Friday, July 29, 2016

Olema

Over the years I have posted lots of pictures of Ocean Beach on this blog. It's very picture-worthy and only a half hour car ride from the bureau. Sometimes, however, it's good to get a different vantage point on the mighty Pacific. A couple of weeks ago Madame Le Chef and I rented a cottage for two nights in the tiny town of Olema. We were celebrating our anniversary. The cottage was a short walk from the celebrated (but badly named) restaurant Sir and Star. We had an excellent dinner there and didn't have to drive afterwords. Our cottage had a very interesting statue just outside in case we needed help finding our way home.


Earlier that day we had driven out to Drake's Beach. As transported Easterners it still amazes us that you can get to beautiful, sparsely populated beaches just by driving 90 minutes or two hours out of San Francisco.


On the drive back to Olema we stopped to visit a very small cemetery situated on a low hill in the middle of a cow pasture. It contained the graves of sailors who manned a life saving station in the later decades of the 19th Century. The waters off Point Reyes were very dangerous and there were many shipwrecks. All the sailors were immigrants.

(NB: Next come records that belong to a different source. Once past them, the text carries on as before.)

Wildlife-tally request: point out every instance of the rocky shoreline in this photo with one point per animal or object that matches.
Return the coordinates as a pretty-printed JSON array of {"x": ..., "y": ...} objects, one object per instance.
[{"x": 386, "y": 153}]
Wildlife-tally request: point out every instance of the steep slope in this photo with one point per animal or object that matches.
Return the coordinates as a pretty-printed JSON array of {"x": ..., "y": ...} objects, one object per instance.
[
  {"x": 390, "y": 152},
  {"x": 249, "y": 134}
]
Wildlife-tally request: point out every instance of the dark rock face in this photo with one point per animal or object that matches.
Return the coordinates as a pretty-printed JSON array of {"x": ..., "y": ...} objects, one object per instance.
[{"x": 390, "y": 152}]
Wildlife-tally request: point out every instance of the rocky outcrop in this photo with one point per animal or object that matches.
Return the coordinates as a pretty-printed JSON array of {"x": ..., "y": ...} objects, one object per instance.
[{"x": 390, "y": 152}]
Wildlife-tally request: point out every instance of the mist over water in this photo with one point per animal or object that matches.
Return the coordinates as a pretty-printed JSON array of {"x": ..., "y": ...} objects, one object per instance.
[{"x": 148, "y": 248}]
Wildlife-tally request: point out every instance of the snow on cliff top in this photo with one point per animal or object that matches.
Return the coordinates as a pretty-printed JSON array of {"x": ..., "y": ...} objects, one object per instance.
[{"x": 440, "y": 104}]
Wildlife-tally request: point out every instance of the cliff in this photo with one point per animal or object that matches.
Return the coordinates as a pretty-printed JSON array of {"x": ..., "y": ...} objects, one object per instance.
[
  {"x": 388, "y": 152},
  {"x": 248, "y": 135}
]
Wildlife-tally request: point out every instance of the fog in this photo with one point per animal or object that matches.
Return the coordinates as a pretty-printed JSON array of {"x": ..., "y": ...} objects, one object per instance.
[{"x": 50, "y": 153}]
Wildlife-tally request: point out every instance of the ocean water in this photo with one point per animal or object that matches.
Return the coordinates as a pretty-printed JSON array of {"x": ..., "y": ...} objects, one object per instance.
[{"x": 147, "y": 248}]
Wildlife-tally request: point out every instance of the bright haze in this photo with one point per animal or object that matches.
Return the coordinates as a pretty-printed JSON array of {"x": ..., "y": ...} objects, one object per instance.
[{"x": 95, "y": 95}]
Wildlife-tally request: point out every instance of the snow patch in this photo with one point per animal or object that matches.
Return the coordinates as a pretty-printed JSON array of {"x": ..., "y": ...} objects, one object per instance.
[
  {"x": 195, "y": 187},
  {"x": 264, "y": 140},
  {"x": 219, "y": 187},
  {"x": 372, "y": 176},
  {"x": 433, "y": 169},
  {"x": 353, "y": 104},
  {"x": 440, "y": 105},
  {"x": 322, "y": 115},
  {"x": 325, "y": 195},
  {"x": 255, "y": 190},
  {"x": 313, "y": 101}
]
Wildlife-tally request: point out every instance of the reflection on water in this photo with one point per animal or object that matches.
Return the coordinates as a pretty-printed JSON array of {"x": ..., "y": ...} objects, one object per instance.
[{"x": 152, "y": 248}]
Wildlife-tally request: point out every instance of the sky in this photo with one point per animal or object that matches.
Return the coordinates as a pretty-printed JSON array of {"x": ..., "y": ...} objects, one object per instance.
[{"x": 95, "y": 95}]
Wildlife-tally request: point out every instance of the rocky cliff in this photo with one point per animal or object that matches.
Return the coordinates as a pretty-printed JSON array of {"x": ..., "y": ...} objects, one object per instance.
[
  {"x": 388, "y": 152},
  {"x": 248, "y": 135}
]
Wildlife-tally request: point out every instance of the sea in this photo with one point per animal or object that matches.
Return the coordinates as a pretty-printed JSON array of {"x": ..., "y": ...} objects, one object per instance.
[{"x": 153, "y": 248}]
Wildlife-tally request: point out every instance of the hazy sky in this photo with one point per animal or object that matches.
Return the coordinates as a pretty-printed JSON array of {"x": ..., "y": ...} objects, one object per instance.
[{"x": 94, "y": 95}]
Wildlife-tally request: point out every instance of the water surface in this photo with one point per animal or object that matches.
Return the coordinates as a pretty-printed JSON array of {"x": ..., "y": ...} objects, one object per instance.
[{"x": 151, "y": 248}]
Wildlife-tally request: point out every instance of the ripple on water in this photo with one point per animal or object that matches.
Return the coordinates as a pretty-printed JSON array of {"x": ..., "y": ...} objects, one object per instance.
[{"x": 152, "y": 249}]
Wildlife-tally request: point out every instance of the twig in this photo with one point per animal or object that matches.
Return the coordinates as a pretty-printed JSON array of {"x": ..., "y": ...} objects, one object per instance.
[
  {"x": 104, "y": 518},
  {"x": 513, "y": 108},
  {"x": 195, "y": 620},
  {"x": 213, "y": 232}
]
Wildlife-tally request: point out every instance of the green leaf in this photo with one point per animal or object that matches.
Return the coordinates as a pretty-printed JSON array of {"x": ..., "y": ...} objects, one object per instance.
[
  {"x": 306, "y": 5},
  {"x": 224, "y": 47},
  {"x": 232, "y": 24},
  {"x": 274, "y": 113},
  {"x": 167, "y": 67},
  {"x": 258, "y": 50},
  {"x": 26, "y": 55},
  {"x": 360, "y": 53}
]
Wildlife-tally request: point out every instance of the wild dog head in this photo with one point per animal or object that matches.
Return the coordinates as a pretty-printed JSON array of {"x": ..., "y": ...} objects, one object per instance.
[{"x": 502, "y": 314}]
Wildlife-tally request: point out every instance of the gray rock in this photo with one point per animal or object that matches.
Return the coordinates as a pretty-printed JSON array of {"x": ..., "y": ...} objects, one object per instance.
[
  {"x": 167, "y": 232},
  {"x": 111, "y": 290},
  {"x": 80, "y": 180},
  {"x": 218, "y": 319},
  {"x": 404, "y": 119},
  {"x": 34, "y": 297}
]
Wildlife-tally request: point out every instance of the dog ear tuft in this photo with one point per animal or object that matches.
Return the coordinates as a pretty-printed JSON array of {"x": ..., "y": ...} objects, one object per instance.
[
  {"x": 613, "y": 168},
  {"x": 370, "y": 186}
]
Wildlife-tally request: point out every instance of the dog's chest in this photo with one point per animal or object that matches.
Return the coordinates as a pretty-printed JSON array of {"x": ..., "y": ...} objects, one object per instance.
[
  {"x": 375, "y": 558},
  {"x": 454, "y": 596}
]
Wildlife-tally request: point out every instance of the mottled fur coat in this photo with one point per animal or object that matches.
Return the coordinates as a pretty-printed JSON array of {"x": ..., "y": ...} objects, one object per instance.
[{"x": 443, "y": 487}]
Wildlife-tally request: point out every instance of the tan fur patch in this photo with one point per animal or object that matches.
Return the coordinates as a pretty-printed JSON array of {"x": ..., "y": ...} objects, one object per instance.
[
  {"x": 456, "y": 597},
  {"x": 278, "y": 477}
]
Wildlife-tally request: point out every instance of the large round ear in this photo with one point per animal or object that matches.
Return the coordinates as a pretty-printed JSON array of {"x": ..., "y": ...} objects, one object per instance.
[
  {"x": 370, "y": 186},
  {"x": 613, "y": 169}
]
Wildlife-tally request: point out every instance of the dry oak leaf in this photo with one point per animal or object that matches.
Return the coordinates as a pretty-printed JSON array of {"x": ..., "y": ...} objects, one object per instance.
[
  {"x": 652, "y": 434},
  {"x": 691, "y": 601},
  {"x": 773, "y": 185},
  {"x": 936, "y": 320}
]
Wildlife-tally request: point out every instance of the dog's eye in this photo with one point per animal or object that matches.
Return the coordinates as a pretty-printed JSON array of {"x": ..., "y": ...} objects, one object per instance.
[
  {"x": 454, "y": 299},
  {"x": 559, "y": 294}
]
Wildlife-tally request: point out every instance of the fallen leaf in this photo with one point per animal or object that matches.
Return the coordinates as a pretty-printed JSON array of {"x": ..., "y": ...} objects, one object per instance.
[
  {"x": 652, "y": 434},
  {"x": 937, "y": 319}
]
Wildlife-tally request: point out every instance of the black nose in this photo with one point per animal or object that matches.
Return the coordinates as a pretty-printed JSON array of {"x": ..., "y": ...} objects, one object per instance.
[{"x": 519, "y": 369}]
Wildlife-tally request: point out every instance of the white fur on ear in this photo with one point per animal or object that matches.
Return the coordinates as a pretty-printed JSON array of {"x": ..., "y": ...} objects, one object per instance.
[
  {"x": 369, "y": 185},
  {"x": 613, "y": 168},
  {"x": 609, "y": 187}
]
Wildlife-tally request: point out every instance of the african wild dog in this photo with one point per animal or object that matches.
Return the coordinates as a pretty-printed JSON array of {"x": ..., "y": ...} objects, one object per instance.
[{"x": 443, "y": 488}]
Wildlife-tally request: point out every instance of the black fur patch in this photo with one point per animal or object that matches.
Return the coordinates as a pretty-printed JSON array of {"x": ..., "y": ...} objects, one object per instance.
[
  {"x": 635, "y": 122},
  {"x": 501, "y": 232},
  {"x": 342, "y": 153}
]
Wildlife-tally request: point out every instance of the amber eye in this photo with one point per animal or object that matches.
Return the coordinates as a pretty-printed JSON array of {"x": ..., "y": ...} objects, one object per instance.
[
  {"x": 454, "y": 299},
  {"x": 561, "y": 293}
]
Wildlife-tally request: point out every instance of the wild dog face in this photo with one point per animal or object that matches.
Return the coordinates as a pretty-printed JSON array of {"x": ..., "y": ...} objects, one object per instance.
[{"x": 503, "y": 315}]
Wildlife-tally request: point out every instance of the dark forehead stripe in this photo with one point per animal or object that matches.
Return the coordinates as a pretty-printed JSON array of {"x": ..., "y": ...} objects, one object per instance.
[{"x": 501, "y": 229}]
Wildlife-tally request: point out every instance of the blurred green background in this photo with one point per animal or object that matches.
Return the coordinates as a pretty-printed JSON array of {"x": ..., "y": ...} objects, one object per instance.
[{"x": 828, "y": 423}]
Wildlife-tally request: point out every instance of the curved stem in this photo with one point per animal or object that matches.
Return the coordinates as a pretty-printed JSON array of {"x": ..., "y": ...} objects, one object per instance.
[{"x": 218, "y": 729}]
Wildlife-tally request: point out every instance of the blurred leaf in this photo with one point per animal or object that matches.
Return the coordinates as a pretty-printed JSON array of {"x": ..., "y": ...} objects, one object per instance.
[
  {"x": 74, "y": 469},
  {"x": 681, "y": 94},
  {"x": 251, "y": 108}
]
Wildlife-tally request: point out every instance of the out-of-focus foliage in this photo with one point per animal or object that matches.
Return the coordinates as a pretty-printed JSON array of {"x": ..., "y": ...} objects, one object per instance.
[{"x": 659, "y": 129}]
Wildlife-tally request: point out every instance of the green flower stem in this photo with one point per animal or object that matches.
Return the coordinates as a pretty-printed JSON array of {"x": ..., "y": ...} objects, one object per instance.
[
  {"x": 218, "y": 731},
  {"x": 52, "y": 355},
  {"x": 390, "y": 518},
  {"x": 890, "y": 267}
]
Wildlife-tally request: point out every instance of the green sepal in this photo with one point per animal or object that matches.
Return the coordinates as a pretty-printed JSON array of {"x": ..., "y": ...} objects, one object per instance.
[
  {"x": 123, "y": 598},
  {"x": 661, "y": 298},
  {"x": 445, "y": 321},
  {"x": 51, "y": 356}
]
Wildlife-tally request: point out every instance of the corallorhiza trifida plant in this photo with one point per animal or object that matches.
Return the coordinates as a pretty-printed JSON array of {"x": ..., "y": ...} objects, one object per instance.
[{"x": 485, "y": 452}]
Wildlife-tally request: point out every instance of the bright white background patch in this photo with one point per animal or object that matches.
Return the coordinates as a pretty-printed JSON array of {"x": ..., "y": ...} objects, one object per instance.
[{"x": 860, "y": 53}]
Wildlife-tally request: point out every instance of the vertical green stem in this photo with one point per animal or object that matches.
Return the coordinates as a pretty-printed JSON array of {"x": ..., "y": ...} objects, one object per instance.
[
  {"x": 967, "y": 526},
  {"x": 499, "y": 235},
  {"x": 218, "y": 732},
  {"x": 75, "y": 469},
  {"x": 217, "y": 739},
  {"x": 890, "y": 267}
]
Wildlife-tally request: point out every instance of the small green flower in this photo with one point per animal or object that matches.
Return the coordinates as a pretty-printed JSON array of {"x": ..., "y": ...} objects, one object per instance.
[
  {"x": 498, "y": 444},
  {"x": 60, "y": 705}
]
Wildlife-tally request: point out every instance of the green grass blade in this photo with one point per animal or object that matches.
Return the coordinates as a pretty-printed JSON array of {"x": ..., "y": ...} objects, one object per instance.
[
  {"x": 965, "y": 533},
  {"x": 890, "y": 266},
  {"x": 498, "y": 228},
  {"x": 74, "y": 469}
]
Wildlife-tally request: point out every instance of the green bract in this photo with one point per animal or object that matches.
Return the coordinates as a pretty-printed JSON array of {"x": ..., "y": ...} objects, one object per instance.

If you stepped carefully over the cow pies, the low hill also provided an excellent opportunity to get an other perspective on Drake's Bay.


The previous night we had come upon this shrine while taking a post dinner walk around the town of Point Reyes Station, which is several times the size of Olema (no great feat) and a couple of miles away. We enjoyed the merging of the nautical and the sacred.